L’epopea di Gilgamesh
L’epopea di Gilgamesh risale a circa 4500 anni fa: è la prima opera letteraria giunta a noi, incisa in caratteri cuneiformi su tavolette d’argilla che rimontano al periodo dei Sumeri.
Anche se la vicenda è stata spesso inquadrata sott’altra luce, si tratta di una delle più belle storie omoaffettive esistenti, tra l’altro la più antica che ci è stata tramandata.
Ve ne racconto, con parole mie, gli aspetti che più rilevano a questo riguardo.
Gilgamesh era un re, Enkidu un gigante.
Il monarca ricevette un giorno una profezia da sua madre, una sacerdotessa: avrebbe incontrato «un compagno forzuto, che aiuterà un amico nel bisogno […] quando lo vedrai sarai felice, lo amerai come una donna e non ti abbandonerà mai».
Anche l’altro ascolta una predizione simile: ti imbatterai in un re e lo guarderai con stupore; «vedrai quant’è bello, quant’è virile, quanto sarà palpitante di possanza erotica».
Il loro primo incontro è una lotta furiosa e selvaggia, ma termina con un abbraccio conciliatore.
Nel corso del poema, Gilgamesh rifiuta di sposare Ishtar, dea dell’amore e dell’abbondanza. Lei si innervosisce e scatena contro i due il toro del paradiso.
Enkidu – che è un gigante – ha la meglio e praticamente le esprime il suo disprezzo gettandole in faccia una coscia (eufemismo per indicare il pene, a quanto si dice) del toro appena macellato.
Però gli dèi si arrabbiano per questa sfrontatezza: Enkidu è punito con una malattia funesta.
E mentre sta per morire, piange il suo amato amico, lo chiama «l’acqua della vita», quindi spira.
Gilgamesh veglia il corpo per sette giorni e sette notti, poi lo prepara per la sepoltura «come si vestirebbe una sposa»: alla fine ordina che una statua di preziosi metalli sia scolpita secondo le sembianze del defunto.
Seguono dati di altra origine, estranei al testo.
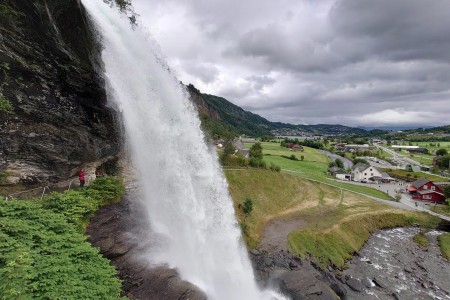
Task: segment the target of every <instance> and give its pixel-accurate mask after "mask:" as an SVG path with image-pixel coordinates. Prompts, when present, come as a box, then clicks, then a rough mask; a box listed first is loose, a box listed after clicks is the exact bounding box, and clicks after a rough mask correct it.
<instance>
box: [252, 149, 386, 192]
mask: <svg viewBox="0 0 450 300" xmlns="http://www.w3.org/2000/svg"><path fill="white" fill-rule="evenodd" d="M261 144H262V146H263V153H264V160H265V161H267V162H268V163H274V164H276V165H278V166H280V167H281V168H282V169H285V170H290V171H293V173H291V174H292V175H297V176H301V177H306V178H309V179H314V180H318V181H322V182H325V183H328V184H332V185H335V186H338V187H342V188H346V189H349V190H351V191H355V192H359V193H363V194H365V195H369V196H373V197H378V198H381V199H385V200H392V197H390V196H389V195H387V194H386V193H383V192H381V191H379V190H376V189H372V188H369V187H365V186H359V185H353V184H350V183H344V182H339V181H336V180H334V179H333V178H331V177H329V176H327V169H328V162H329V160H328V157H327V156H326V155H324V154H322V153H320V152H319V151H317V150H316V149H313V148H308V147H304V149H305V151H304V152H299V151H289V150H287V149H286V148H284V147H281V146H280V145H279V144H277V143H261ZM251 145H252V144H245V147H246V148H250V147H251ZM292 154H294V155H295V156H296V157H297V158H298V159H300V157H301V156H302V155H303V156H304V161H294V160H290V159H287V158H284V157H281V155H285V156H291V155H292Z"/></svg>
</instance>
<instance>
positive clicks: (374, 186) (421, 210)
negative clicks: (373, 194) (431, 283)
mask: <svg viewBox="0 0 450 300" xmlns="http://www.w3.org/2000/svg"><path fill="white" fill-rule="evenodd" d="M282 171H283V172H287V173H296V174H297V176H298V177H301V178H304V179H307V180H310V181H314V182H318V183H321V184H325V185H328V186H332V187H335V188H338V189H340V190H341V191H347V192H351V193H355V194H359V195H362V196H365V197H368V198H371V199H373V200H375V201H378V202H382V203H384V204H387V205H390V206H392V207H395V208H401V209H405V210H416V211H423V212H427V213H429V214H430V215H433V216H436V217H438V218H441V219H442V220H446V221H449V222H450V217H448V216H445V215H442V214H438V213H435V212H433V211H431V210H430V209H428V208H427V207H426V206H427V204H426V203H422V202H417V201H413V200H411V198H410V197H409V196H408V195H406V194H401V195H402V198H401V199H400V201H399V202H396V201H389V200H384V199H381V198H378V197H374V196H369V195H366V194H364V193H360V192H355V191H352V190H349V189H346V188H343V187H340V186H337V185H334V184H330V183H327V182H323V181H320V180H316V179H310V178H308V177H305V176H302V175H298V174H299V172H296V171H292V170H288V169H282ZM345 183H348V184H354V183H353V182H351V181H345ZM355 185H358V184H355ZM366 186H367V185H366ZM368 187H371V188H374V189H378V190H380V191H383V192H386V191H388V193H390V189H392V188H393V187H395V185H391V186H389V187H388V188H387V189H385V186H382V185H380V186H379V187H380V188H378V186H376V185H374V186H368ZM416 202H417V203H418V204H417V206H416Z"/></svg>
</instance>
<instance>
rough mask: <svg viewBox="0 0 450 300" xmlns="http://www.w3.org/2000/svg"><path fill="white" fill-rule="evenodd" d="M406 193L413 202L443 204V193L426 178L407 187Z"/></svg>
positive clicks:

A quel punto, parte alla ricerca (inutile) del segreto della vita eterna e della giovinezza perpetua. In viaggio confesserà a tutti: dacché Enkidu non c’è più, la mia vita non vale niente.
Queste sono le vicende. Qualcuno ha obiettato che non è mai descritto un rapporto sessuale tra loro, perciò si tratta di una amicizia.